OnSite HIV/Syphilis Ab Combo Rapid Test

Introduction 

Syphilis is a sexually transmitted infection caused by the spirochete Treponema pallidum. OnSite HIV/Syphilis Ab Combo Rapid Test has been a major infection in man throughout recorded history and has challenged physicians with its many clinical manifestations. The rate of primary and secondary syphilis in the United States increased steadily from 2001 to 2009 with a slight decline in 2010. During this period, the proportion of infections observed in men who have sex with men (MSM) has increased. This infection can also be associated with the transmission or presence of other sexually transmitted diseases.

The total number of syphilis cases in the United States in 2011 reached 46,042, a slight increase of 0.4% over the previous year. Diagnosis is based primarily on clinical findings and serologic testing, as the organism is not found. can be cultivated in vitro. The clinical manifestations of the disease are classified by stages: primary, secondary, latent, and late or tertiary syphilis, including neurosyphilis and cardiovascular syphilis. Confirmation of the diagnosis is made by serological tests. Since no single test is capable of diagnosing active syphilis, a combination of treponemal and nontreponemal tests is used.

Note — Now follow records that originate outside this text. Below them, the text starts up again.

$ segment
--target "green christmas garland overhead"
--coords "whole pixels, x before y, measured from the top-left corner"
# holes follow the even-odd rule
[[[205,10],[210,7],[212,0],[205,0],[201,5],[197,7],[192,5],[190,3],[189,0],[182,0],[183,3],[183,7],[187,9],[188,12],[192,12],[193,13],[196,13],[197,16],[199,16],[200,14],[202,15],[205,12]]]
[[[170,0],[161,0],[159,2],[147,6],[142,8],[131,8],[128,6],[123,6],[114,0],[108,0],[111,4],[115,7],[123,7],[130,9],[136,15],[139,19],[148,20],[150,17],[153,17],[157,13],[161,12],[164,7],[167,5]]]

Clinical manifestations of syphilis.

After acquiring the infection, the asymptomatic incubation phase lasts an average of 21 days (3 to 90 days). The patient may then develop a variety of clinical findings, which have classically been divided into clinical stages.

  • Primary syphilis

This stage is characterized by a painless genital, anal, or, less commonly, oral ulcer or chancre. This lesion occurs at the inoculation site. The ulcer is usually indurated and usually without exudate. There may be regional lymphadenopathy.

  • Secondary syphilis

This stage usually develops weeks to a few months after acquisition in a portion of untreated patients. The most common manifestation is a diffuse maculopapular rash involving the trunk, extremities, palms, and soles. This is a systemic disease and the rash is often accompanied by fever, malaise, myalgias, sore throat, headaches and weight loss. Hepatitis, patchy alopecia and renal failure may also be seen. Ocular manifestations may include uveitis, retinitis, and optic neuritis. CNS invasion is also seen in the early stages of untreated disease and may be associated with aseptic meningitis, cranial neuropathies, or meningovascular manifestations.

  • Latent syphilis

This stage is characterized by the absence of signs or symptoms of infection but is associated with positive serologic tests. Early latent syphilis has been defined as an infection of 1 year or less. Other asymptomatic states are classified as late latent syphilis or latent syphilis of unknown duration.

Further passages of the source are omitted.